Conséquemment, cette optique méthodologique suppose de s'attacher avant
tout à matérialité des faits plutôt qu'à la conception intuitive que nous pouvons en
avoir d'une manière disciplinaire: cette conviction implique donc de procéder à un
repérage et à une observation exante des phénomènes que nous entendons étudier
afin de ne pas céder à la facilité de la simple transposition modélisée de nécessités
logiques (qui calibrerait notre réflexion en fonction de ce qui devrait être
normalement), et d'éviter que notre propre conception personnelle, temporelle
ethnocentrique de l'idéal moral ou doctrinaire n'influence la représentation que
nous pouvons en avoir. De ce fait, en échappant à l'illusion qu'une simple analyse
logique permet de décrypter efficacement le social et que la nécessité logique
vaille souvent comme nécessité naturelle, elle nous permet de nous affranchir de
l'étude des praenotiones que l'on trouve à la base de toutes les sciences, ces
« sortes de fantômes » si prompts à contenir tout ce qui il y a d'essentiel dans le
réel qu'on en arrive souvent à les confondre avec le réel lui-même. Il importe donc
plus par exemple de procéder à une analyse de la manifestation des préceptes du
Droit dans la société si nous voulons précisément analyser la nature fondamentale
de ces choses et comprendre pourquoi des comportements ne s'y soumettent pas.

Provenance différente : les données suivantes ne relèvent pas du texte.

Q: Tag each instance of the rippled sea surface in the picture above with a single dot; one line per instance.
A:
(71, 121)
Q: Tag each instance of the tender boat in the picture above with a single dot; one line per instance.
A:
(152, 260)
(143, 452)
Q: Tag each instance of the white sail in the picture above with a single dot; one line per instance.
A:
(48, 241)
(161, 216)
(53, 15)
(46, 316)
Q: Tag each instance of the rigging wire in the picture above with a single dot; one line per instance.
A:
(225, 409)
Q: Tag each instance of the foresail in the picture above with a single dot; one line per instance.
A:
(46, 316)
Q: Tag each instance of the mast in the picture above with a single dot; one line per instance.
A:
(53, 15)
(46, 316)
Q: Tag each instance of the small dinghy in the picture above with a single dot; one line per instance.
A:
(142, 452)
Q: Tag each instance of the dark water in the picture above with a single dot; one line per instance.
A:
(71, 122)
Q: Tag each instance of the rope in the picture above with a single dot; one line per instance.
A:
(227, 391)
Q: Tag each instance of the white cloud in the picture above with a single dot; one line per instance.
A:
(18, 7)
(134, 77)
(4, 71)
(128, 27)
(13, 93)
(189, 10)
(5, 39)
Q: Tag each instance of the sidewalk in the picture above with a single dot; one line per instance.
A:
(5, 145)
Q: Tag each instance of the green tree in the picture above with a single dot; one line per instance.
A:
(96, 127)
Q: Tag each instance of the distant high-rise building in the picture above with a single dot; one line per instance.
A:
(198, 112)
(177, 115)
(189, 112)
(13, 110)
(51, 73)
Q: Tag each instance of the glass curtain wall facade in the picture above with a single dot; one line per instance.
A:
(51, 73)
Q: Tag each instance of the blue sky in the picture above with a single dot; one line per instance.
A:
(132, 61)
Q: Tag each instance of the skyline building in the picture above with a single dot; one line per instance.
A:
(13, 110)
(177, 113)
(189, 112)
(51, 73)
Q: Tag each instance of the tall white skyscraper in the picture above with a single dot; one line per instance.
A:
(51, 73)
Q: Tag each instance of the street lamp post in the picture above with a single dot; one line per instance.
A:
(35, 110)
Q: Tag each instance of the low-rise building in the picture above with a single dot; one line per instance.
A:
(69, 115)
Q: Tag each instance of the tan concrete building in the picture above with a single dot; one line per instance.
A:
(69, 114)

C'est donc en observant empiriquement les modes de constitution des règles elles-
mêmes et leurs manifestations dans la société, que nous pourrons comprendre
ensuite comme le Droit se prolonge dans les consciences individuelles et y retentit,
et apprécier les subtilités des procédures de structuration institutionnelle, de
développement et de transformation du système organisé.